Au final, les Gunners repartent du Gtech Community Stadium avec un nul (1-1) et une sensation étrange. Pas une défaite, non. Mais deux points qui s’échappent, encore.
Brentford mord d’entrée
Les dix dernières rencontres parlaient pour elles : deux des équipes les plus en forme du moment. Et ça s’est vu.
Brentford attaque sans complexe. Engagement maximal, duels appuyés, pressing agressif. Igor Thiago teste rapidement David Raya, obligé de sortir une première parade solide. Le ton est donné.
Arsenal, lui, peine à installer son rythme. L’entrejeu manque de fluidité. Eze, souvent étouffé, disparaît peu à peu du radar. À la pause, le choix est clair : Martin Ødegaard entre pour remettre de l’ordre.
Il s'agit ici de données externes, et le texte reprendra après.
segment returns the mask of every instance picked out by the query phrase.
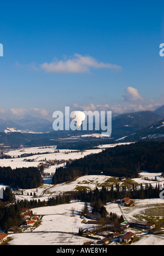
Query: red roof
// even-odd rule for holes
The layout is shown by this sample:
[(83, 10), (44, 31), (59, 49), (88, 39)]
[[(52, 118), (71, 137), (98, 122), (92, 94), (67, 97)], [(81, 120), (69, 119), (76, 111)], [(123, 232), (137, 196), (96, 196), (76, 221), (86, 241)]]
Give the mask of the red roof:
[(1, 235), (0, 235), (0, 241), (2, 240), (4, 237), (7, 236), (7, 235), (6, 234), (3, 233)]
[(130, 238), (132, 237), (132, 236), (134, 236), (134, 233), (132, 233), (132, 232), (128, 232), (127, 233), (125, 234), (122, 236), (121, 236), (121, 238), (128, 241)]
[(127, 202), (127, 201), (129, 201), (131, 199), (129, 198), (129, 197), (126, 197), (126, 198), (124, 198), (124, 199), (123, 199), (122, 201), (125, 201), (125, 202)]

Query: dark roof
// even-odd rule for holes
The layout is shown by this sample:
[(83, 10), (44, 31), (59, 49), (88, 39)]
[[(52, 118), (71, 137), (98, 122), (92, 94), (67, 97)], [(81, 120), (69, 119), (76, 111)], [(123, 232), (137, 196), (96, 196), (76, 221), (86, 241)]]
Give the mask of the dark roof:
[(128, 232), (127, 233), (126, 233), (125, 235), (122, 236), (121, 238), (123, 239), (125, 239), (126, 240), (128, 240), (132, 236), (134, 236), (134, 233), (132, 233), (132, 232), (130, 231), (130, 232)]

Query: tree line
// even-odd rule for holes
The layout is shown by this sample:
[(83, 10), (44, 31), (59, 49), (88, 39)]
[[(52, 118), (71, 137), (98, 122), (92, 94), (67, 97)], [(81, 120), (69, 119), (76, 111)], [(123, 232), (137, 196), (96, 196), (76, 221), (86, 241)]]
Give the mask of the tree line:
[(142, 142), (118, 146), (67, 163), (56, 170), (53, 184), (73, 181), (84, 175), (136, 178), (140, 171), (163, 172), (164, 142)]
[(22, 167), (12, 169), (10, 167), (0, 167), (0, 184), (16, 188), (29, 189), (37, 188), (42, 184), (40, 172), (36, 167)]
[[(11, 194), (11, 190), (7, 188), (7, 191), (4, 191), (4, 194)], [(7, 189), (5, 190), (7, 190)], [(5, 197), (8, 201), (9, 196)], [(10, 198), (13, 202), (13, 198)], [(4, 202), (4, 199), (3, 200)], [(71, 197), (69, 195), (59, 195), (55, 197), (49, 198), (48, 201), (40, 201), (39, 199), (32, 199), (30, 201), (27, 200), (17, 201), (14, 204), (7, 206), (4, 202), (1, 201), (0, 203), (0, 227), (3, 230), (7, 230), (13, 226), (19, 226), (22, 222), (23, 216), (21, 215), (21, 209), (27, 208), (32, 209), (33, 208), (41, 207), (43, 206), (51, 206), (63, 203), (70, 203)]]

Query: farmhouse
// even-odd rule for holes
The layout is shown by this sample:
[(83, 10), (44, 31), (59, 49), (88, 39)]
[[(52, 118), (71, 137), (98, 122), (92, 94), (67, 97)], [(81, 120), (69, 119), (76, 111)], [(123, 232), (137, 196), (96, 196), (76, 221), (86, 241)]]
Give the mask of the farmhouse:
[(127, 243), (131, 241), (134, 236), (134, 234), (132, 232), (128, 232), (120, 237), (120, 242), (121, 243)]
[(129, 227), (129, 224), (126, 223), (125, 222), (122, 222), (122, 223), (120, 224), (120, 226), (121, 228), (125, 228), (125, 229), (127, 229)]
[(130, 226), (135, 226), (141, 229), (153, 229), (155, 228), (155, 223), (153, 222), (143, 222), (138, 220), (134, 220), (130, 223)]
[(112, 236), (112, 237), (113, 237), (113, 238), (118, 237), (120, 236), (120, 233), (119, 233), (119, 232), (115, 232), (115, 233), (112, 233), (110, 234), (110, 236)]
[(34, 220), (31, 219), (30, 220), (27, 220), (26, 222), (27, 226), (33, 226), (34, 224), (35, 221)]
[(125, 197), (121, 200), (121, 203), (128, 205), (131, 201), (131, 199), (129, 197)]
[(3, 243), (7, 238), (7, 235), (4, 233), (2, 233), (0, 235), (0, 243)]
[(30, 219), (31, 215), (31, 212), (25, 212), (24, 213), (24, 217), (26, 218), (27, 218)]
[(108, 237), (106, 237), (102, 240), (99, 240), (97, 243), (98, 245), (108, 245), (109, 243), (110, 239)]

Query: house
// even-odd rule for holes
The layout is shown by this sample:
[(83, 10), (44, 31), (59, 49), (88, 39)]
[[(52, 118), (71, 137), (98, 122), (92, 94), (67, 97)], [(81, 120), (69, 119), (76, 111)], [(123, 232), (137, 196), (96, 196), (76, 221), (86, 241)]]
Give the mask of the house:
[(134, 237), (134, 234), (132, 232), (128, 232), (120, 237), (121, 243), (128, 243)]
[(21, 214), (24, 214), (25, 212), (27, 212), (27, 208), (22, 208), (21, 210)]
[(125, 223), (125, 222), (122, 222), (122, 223), (120, 224), (120, 226), (121, 228), (125, 228), (125, 229), (127, 229), (129, 227), (129, 224)]
[(34, 223), (35, 221), (33, 219), (31, 219), (30, 220), (27, 220), (27, 222), (26, 222), (27, 226), (33, 226)]
[(126, 181), (126, 178), (125, 177), (120, 177), (120, 178), (119, 178), (118, 179), (121, 181)]
[(110, 238), (108, 237), (106, 237), (103, 239), (102, 239), (101, 240), (98, 241), (97, 243), (98, 245), (108, 245), (110, 241)]
[(3, 243), (7, 238), (7, 234), (2, 233), (0, 235), (0, 243)]
[(32, 219), (34, 220), (35, 222), (36, 222), (37, 220), (38, 220), (38, 217), (37, 216), (34, 216), (32, 217), (30, 219)]
[(13, 226), (10, 229), (8, 230), (8, 234), (16, 234), (18, 232), (19, 228), (17, 226)]
[(121, 203), (125, 203), (128, 205), (131, 201), (131, 199), (129, 197), (125, 197), (121, 200)]
[(155, 228), (155, 223), (153, 222), (144, 222), (138, 220), (134, 220), (130, 223), (131, 226), (145, 229), (153, 229)]
[(31, 215), (31, 212), (25, 212), (24, 213), (24, 218), (30, 218), (30, 216)]
[(116, 232), (115, 233), (112, 233), (110, 234), (110, 236), (113, 238), (116, 238), (116, 237), (119, 237), (119, 236), (120, 236), (120, 233), (119, 232)]

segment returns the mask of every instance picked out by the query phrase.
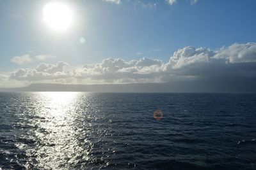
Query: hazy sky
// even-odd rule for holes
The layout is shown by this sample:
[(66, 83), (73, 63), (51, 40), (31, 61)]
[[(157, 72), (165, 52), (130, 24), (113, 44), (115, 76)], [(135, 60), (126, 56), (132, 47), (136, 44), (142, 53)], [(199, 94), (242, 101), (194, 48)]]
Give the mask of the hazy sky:
[[(58, 16), (58, 5), (47, 13), (64, 24), (70, 17), (64, 31), (44, 18), (51, 3), (71, 13)], [(255, 6), (254, 0), (1, 1), (0, 87), (254, 78)]]

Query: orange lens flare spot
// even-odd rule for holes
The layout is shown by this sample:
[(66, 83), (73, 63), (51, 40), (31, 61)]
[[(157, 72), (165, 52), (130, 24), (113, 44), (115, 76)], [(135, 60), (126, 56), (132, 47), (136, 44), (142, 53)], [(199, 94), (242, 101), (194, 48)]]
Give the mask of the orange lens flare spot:
[(154, 118), (156, 120), (160, 120), (161, 119), (162, 119), (163, 115), (164, 113), (161, 110), (157, 110), (154, 112)]

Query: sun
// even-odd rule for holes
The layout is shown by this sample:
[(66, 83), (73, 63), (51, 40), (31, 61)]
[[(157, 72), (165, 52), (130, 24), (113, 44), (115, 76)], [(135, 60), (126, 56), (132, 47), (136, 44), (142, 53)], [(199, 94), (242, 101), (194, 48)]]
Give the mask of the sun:
[(50, 3), (43, 9), (44, 20), (56, 31), (65, 31), (72, 22), (71, 9), (67, 4), (60, 3)]

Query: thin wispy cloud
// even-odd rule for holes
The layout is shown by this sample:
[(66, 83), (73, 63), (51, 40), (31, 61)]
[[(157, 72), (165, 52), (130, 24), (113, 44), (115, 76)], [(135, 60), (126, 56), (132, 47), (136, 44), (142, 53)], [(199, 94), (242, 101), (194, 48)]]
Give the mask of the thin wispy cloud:
[(121, 0), (103, 0), (104, 1), (106, 2), (109, 2), (109, 3), (113, 3), (115, 4), (120, 4), (121, 2)]
[(21, 65), (27, 62), (33, 62), (33, 59), (29, 55), (24, 55), (22, 56), (15, 56), (11, 59), (11, 62), (16, 64)]
[(26, 54), (22, 56), (15, 56), (11, 59), (11, 62), (18, 65), (22, 65), (26, 63), (36, 62), (36, 61), (43, 61), (50, 59), (55, 59), (56, 57), (50, 55), (38, 55), (34, 57), (31, 57), (29, 54)]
Madueke pense avoir fait le plus dur
Le retour des vestiaires change la dynamique. Arsenal monopolise davantage le ballon, gagne des mètres, trouve des décalages.
À la 63e minute, la délivrance semble arriver. Centre tendu d’Hincapié, tête précise de Noni Madueke. 0-1. Propre, efficace, clinique.
Les Gunners respirent. Trop tôt.
La spécialité des Bees frappe encore
Brentford n’a pas besoin de dominer pour exister. Il suffit d’un détail. D’une touche longue.
À la 71e minute, Kayode expédie un ballon dans la surface. Déviation de Van den Berg. Lewis-Potter surgit et place sa tête. 1-1.
Un classique maison. Arsenal est surpris, encore.
Et les Bees ne s’arrêtent pas là. Igor Thiago manque de peu le break, stoppé in extremis par un tacle monumental de Mosquera à la 88e. Le match bascule presque.
Une fin frustrante pour les Gunners
Bukayo Saka entre, mais n’apporte pas l’étincelle espérée. La dernière énorme occasion est pour Martinelli, qui perd son face-à-face avec le gardien.
Arsenal pousse, sans tranchant. Brentford résiste, avec caractère.
Score final : 1-1.
Un nul qui change la course
Ce n’est pas un effondrement. Ce n’est pas une catastrophe.
Mais dans une course au titre aussi serrée, chaque faux pas compte. Manchester City n’est plus qu’à quatre points.
Et dans ces moments-là, les matches nuls ressemblent parfois à des défaites silencieuses.